The European Union has brought forward a trade and political agreement with Moldova and Georgia in an apparent attempt to snatch the two countries away from Russian lethal embrace.
The 28-nation bloc brought forward the planned date to June from August for the signing of the association agreements with the former Soviet republics.
A statement read:
The European Union reconfirms its objective to further strengthen the political association and economic integration with Georgia and the Republic of Moldova. We confirm our aim to sign the Association Agreements, including the Deep and Comprehensive Free Trade Areas, which we initialled in Vilnius last November, no later than June 2014.
The trade agreement is similar to the deal that set in motion the protests that ousted Ukrainian president Viktor Yanukovich. His last-minute refusal to sign triggered protests that led to his removal.

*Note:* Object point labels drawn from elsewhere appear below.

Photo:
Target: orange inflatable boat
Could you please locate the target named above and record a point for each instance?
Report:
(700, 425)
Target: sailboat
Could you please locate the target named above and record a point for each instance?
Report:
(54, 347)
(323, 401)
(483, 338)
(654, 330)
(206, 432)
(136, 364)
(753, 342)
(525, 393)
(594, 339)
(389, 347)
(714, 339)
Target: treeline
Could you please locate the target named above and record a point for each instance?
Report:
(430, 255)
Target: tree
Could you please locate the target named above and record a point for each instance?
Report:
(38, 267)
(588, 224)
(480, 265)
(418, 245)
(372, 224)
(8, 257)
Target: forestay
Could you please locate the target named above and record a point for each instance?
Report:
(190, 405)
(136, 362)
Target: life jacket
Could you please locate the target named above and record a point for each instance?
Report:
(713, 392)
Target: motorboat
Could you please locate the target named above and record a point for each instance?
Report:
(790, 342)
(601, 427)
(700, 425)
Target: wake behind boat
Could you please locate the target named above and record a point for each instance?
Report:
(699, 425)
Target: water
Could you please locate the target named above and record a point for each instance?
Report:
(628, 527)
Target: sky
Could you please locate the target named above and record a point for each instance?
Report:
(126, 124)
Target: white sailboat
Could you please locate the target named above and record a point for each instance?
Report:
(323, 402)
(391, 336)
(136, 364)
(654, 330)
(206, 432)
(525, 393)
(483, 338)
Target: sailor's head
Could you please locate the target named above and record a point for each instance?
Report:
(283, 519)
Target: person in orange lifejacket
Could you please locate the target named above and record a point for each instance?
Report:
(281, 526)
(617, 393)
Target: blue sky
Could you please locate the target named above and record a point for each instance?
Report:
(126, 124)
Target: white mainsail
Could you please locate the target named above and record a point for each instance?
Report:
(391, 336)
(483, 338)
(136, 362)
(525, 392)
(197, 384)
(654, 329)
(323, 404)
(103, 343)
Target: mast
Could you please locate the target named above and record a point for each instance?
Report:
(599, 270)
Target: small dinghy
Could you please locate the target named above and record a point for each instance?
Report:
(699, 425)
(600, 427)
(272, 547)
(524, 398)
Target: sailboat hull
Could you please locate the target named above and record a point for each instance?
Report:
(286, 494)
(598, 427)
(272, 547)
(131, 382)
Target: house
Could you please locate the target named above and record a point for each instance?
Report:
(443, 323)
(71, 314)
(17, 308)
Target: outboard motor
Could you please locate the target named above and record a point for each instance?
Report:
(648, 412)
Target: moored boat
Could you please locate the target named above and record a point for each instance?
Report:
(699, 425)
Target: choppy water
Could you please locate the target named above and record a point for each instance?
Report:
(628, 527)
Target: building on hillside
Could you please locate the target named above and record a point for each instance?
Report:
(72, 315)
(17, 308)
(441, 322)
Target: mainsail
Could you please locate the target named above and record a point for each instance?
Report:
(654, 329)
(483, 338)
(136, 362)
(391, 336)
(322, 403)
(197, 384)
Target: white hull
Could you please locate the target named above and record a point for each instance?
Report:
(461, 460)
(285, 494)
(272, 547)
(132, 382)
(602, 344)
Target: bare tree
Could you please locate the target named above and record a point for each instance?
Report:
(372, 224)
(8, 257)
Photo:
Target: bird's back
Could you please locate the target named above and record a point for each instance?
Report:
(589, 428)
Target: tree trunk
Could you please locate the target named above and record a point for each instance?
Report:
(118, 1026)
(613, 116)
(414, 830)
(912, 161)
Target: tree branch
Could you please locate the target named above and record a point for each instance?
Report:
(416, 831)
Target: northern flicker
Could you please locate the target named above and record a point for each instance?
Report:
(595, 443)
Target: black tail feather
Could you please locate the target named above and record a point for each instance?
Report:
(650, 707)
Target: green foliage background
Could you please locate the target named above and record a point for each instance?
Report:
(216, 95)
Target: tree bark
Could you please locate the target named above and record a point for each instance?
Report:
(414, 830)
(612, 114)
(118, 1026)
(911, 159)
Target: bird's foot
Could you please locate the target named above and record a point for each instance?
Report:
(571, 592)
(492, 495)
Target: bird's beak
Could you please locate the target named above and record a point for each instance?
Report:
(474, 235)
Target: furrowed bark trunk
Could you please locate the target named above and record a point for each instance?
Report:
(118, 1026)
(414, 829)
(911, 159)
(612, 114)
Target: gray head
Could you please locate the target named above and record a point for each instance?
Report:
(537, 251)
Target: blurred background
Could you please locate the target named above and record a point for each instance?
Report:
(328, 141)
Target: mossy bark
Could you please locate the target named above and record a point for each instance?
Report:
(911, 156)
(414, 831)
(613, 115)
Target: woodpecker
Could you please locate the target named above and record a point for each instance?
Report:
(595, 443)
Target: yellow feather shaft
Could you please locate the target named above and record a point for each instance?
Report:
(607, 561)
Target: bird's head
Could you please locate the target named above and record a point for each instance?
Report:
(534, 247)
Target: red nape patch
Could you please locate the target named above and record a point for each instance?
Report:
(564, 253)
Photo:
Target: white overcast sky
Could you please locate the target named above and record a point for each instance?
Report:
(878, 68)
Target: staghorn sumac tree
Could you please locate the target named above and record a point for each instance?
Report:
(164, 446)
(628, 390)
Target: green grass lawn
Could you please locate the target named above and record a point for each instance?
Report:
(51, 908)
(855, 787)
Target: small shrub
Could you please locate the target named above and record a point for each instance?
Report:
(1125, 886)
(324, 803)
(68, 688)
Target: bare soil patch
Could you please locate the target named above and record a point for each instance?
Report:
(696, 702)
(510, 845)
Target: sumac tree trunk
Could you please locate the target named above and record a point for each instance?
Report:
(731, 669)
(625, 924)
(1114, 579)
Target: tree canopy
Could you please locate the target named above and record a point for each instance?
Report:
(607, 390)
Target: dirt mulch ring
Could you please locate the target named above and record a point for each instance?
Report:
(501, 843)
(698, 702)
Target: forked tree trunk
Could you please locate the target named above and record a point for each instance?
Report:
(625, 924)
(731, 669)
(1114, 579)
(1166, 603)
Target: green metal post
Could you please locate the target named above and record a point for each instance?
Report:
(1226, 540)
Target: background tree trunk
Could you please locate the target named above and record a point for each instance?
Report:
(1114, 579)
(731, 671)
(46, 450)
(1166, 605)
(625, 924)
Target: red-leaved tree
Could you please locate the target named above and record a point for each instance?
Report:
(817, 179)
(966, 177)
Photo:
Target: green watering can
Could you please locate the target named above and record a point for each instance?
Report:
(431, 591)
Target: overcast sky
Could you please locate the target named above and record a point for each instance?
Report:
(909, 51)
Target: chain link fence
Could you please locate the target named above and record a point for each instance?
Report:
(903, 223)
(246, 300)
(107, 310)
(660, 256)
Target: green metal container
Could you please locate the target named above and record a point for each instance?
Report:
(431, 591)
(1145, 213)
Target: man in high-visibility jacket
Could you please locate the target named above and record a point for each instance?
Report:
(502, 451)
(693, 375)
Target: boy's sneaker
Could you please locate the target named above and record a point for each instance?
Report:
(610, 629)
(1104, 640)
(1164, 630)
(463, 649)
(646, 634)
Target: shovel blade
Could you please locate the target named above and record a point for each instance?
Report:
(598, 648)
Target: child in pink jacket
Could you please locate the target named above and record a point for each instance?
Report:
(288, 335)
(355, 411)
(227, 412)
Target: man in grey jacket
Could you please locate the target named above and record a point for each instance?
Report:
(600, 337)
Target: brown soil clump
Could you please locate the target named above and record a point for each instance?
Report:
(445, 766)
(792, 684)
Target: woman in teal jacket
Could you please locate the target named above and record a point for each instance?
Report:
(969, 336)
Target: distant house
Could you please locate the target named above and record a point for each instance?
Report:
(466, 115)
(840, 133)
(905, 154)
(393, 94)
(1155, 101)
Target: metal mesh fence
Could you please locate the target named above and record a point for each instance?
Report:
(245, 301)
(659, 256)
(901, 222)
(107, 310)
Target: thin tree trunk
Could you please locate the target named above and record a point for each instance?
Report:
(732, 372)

The Wall Street Journal reported that Russia was putting pressure on Moldova and Georgia after the Ukrainian crisis.
The White House expressed its "strong support" for Georgia, which fought a war with Russia in 2008, but lost its territories of Ossetia and Abkhazia. The two swathes of land have been recognised by Russia as separatist entities and have become de facto post-Soviet states.
Moldova is fighting to contend with the separatist region of Transnistria, which remains unrecognised by Moscow, although the country keeps close ties with Russia.
Russian troops in Transnistria near the western border with Ukraine have started moving after the formal annexation of Crimea to Russia.